Another concern that has been raised has concerned the process that we have undertaken to date. It was never the intention that there would be a final vote on the final document. If that were the intention, the draft legislation would say that. That draft legislation has not changed since I came into the Department or since the Minister, Deputy Coveney, came into the Department. When the planning legislation that is currently going through the Seanad is enacted, the national planning framework will then be on a statutory basis.
It was always expected that the Government would consult on the draft document, would then make changes to the plan based on that consultation period that we had and would not need to go back to the Dáil for a vote on those changes made following the consultation. Again, if that was the intention of the legislation, it would say as much in the legislation, and it does not. We have followed the process faithfully.
There was a motion before both Houses last year, the motion at the Oireachtas joint committee to submit a report, and we reflected on that report as part of the draft consultation and on those concerns raised. We tried to incorporate them into the final document as best we could. When the planning legislation passes in the Seanad, it will put the national planning framework on a statutory basis. If we were to wait for the planning legislation to pass in the Seanad before the Government finalised the national planning framework and the national development plan, it would not have changed in any way the process that we undertook and would not give any greater power to the Oireachtas than those powers that have already been exercised in the process that we followed.
However, if the planning legislation were delayed, many of the recommendations of the Mahon tribunal would not be implemented, we would not be able to set up the independent office of the planning regulator, which I am already in the process of trying to do and which I want to do as quickly as possible, and we would not be able to do other important things such as designating data centres as national strategic infrastructure.
I very much welcome the housing commitments in the national development plan beyond those in Rebuilding Ireland. In 2021, under Rebuilding Ireland, we will bring approximately 12,000 new homes into the social housing stock.
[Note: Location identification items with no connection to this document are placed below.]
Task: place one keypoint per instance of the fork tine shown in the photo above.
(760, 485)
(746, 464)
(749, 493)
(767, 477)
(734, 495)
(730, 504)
This ambition is maintained for every year of the national development plan to 2027. This means that roughly one third of all houses produced in the State from 2021 onwards will be social housing homes brought into that social housing stock by the State for citizens who need our help the most. I also welcome the commitment on water in the national development plan. More than €5 billion in additional funding is now being provided to Irish Water and to our strategic water ambitions beyond that which is already committed in the existing plan for Irish Water to 2021. Project Ireland 2040 is a very ambitious plan for our country. This is a great opportunity for us as a Government but also as an Oireachtas to put in place a strategic plan for every citizen in every community in our country.